We were looking at the engine prior to reassembly when Bruce
Maus came round to see 'what one of those funny four strokes looked like'. Bruce had recently invested in becoming the 'SuPerTech' agent for Europe. SuPerTech is a surface treatment, best used when the parts are new that polishes the surfaces
so finely that very little running in is required. Three areas of the engine were of particular interest, the gears (all of them!) with their selectors, the cams and rockers and the piston and its
rings, the treatment gives a mirror finish and it certainly looks spectacular when the motor is apart.
The treatment proved successful, not only because the motor is so quick (it was fastest bike in all its
Euro SuperMono outings and in 1999, a year later, it was fastest Supermono in the hands of its new owner at Daytona with a 152 mph speed trap figure), but also because all the treated parts took
a major hammering and still came back for more. As evidence of this we carried out comparative compression tests on several bikes at Assen and the Sigma Ducati was well ahead with an excellent
leak down of a mere 5%, not bad for a 102mm piston!
The target gas speed at peak horsepower was 350ft per sec, if we could get that and get the
'mono to make power at 10,000rpm I believed we would be making the Yamaha target. Alistair Wager bolted the engine together to factory spec, the throttle body was modified and an adjustable EPROM was fitted.
The first trip to the dyno was stunning, 70 bop and a nice flat torque curve, dyno chart 005
shows the outcome. I sat down and thought of all the 65bhp stories and had to pinch myself, 70 bloody hp on the first run. Next week we were back, different cam timing and more ideas, 65
bop. What had changed? We went through the possibilities, cam-timing back to standard, water temperature changed, air conveyors detached; AIR CONVEYORS DETACHED, that was it!
"The only difference between these curves is the air conveyors.
Dyno Run 49 is the state the engine was in for Daytona."
Removing the air conveyors, a piece everyone else was wiring tight (to keep the air in!) let the engine make 5 bhp more on the dyno. I sat down for a
long time to think. What was my target? It was useable power; power a rider could use everywhere, especially off corners at the start of straights, would the mono
make more power at higher speeds? Some research was needed on the likely power boost at speed. The best I could see from several books and articles (Sport Rider, July 1995 particularly) showed a best of 3% at
150 mph from airflow alone. By my calculations I decided I would prefer a 5 bhp increase off the 60mph corners and keep it at speed rather than struggle to make 2.1 hp at the end of the straight.
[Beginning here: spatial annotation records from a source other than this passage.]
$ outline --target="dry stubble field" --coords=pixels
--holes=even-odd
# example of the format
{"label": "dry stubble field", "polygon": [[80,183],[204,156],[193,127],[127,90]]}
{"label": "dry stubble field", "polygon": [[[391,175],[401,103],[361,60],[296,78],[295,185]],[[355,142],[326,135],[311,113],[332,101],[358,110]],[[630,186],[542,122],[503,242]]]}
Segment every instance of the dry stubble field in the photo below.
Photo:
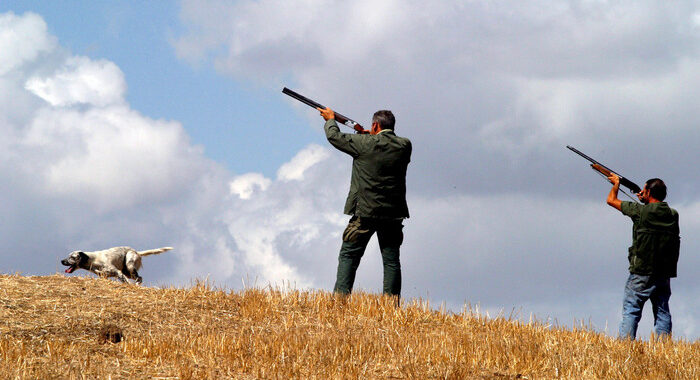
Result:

John decided to build a new rear damper. Everything moves on in the world, including the design of Ohlin's
shocks, and the shock on the mono had been designed back in 1992. A bit like engines, there would be some things that did not measure easily on a dyno but would
increase sensitivity and rider feel, we would have the lot. In keeping with good practice he also built a spare shim stack to return the bike to its original setting should we need it.